In 1906 Pendray sold the Humboldt site to the Canadian Pacific Railroad to make way for Francis Rattenbury’s plan to locate the new Canadian Pacific Railroad’s Empress Hotel on land claimed from James Bay.
Pendray commissioned Moore & Whittington of Fernwood to construct a new factory on Laurel Point, two blocks from the family home. The new buildings housed both his soap works and his recently acquired British Columbia franchise of the Canada Paint Company, a company that had been selling ready-mixed paint since 1893.
His soap enterprise, White Swan, was advertised as a soap that could be used as a hard worker in the kitchen, as a hand soap, or in the bathroom to bathe baby’s delicate skin. Swan, like Ivory, was a floating soap. Pendray sold the soap business to Lever Brothers in 1913 to concentrate on the paint business.

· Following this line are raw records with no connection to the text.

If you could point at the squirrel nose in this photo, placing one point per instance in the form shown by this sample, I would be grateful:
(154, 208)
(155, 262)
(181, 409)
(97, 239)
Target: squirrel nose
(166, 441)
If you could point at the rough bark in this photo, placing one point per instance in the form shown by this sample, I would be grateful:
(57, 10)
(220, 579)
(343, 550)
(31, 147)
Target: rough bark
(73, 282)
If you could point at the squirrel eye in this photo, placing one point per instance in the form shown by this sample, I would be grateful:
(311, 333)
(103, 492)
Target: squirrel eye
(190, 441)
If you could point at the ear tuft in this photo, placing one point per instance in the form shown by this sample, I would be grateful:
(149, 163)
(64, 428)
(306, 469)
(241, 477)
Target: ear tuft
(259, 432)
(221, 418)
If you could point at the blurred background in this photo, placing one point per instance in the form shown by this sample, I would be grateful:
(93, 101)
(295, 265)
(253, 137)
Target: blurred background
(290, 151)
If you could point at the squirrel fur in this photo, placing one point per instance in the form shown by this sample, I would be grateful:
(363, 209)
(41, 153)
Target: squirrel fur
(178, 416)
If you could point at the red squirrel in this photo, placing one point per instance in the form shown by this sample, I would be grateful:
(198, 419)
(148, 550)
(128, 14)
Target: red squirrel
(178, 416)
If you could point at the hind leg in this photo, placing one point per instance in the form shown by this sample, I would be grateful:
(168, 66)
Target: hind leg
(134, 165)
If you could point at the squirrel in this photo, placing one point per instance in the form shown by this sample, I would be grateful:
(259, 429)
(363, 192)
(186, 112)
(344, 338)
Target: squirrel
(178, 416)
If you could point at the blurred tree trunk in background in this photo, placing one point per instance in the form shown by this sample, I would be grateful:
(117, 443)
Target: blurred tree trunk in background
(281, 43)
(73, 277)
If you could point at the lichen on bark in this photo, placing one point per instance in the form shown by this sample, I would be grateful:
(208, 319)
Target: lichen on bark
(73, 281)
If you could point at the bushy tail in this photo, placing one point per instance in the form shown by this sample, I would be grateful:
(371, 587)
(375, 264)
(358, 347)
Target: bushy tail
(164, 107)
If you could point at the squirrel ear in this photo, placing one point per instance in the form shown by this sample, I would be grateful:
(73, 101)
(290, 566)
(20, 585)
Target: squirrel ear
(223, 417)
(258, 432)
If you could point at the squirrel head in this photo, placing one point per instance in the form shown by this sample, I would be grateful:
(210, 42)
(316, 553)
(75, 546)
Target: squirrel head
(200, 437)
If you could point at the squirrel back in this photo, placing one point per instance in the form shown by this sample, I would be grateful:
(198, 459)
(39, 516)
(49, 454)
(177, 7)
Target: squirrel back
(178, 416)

Pendray renamed the paint company the British American Paint Company or BAPCO, which manufactured paints, shellacs, and varnishes. At its peak BAPCO employed 150 workers and was doing over $1,000,000 in business annually. BAPCO’s paints, stains and varnishes were famous across western Canada and for some years was the largest paint manufacturer west of Toronto and north of San Francisco.
He built BAPCO was the largest coatings manufacturer west of Toronto and North of San Francisco. On January 1, 1966 the Pendray family sold BAPCO to Canadian Industries Limited (CIL) then moved operations to the Surrey on the mainland in 1974.